Monday, September 20, 2021

Smith and General Applicability

As you read Smith, you will notice that the key issue in the post-Smith world of Free Exercise is the boundary line between laws the are neutral and generally applicable, and laws that are not neutral or not generally applicable. Consider the following hypos concerning three states that decide to prohibit alcoholic beverages. State A enacts a total prohibition of possession and distribution of alcoholic beverages. State B prohibits only the sacramental use of alcoholic beverages. State C enacts a nearly-total prohibition of alcoholic beverages, but the law contains an exception (enacted at the request of lobbyists for the hotel and restaurant industry) that allows alcoholic beverages to be served to guests at hotels and with meals at restaurants.

Assume all 3 laws are enforced against communion wine at religious services.

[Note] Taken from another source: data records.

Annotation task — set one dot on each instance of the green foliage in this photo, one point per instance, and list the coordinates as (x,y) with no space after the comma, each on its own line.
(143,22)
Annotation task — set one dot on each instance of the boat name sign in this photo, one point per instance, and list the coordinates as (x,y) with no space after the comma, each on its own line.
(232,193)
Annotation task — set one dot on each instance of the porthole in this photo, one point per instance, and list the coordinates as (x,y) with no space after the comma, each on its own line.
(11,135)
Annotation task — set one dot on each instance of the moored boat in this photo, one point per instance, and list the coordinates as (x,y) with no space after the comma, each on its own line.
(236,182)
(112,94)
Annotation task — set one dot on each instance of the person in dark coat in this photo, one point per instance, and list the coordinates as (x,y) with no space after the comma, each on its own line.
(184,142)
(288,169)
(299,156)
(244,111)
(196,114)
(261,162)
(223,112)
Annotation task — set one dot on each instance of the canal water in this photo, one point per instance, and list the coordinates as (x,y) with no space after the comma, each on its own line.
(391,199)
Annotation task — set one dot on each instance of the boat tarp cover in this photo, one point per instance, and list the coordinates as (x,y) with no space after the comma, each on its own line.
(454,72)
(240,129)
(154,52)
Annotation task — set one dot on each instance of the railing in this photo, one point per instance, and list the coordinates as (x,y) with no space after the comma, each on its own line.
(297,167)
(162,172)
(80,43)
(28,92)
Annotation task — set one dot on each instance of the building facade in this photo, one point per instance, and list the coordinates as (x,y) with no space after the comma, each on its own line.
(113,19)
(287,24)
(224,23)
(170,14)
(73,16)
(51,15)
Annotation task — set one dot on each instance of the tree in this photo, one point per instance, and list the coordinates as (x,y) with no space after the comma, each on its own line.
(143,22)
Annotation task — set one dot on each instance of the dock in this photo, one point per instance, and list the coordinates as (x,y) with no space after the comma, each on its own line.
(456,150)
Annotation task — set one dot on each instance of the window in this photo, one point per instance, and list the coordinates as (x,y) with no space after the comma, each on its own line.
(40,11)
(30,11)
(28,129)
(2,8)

Is there a Free Exercise claim in State A? State B? State C?

What about a federal law, designed to protect animal rights, requiring all animals slaughtered for consumption to be killed by lethal injection. Prof. Ravitch, who suggested this hypo, observes that this law would effectively prohibit Kosher meat from being produced anywhere in the United States. Should the Free Exercise Clause protect Kosher observance from a law such as this? Would it under Smith?

Suppose a state passes a generally applicable law requiring all businesses providing goods or services to the public to be open from 6 AM to 10 PM 7-days-a-week. Does the FEC protect family businesses who wish to close on their Sabbaths? What about Chick-fil-A and Hobby Lobby?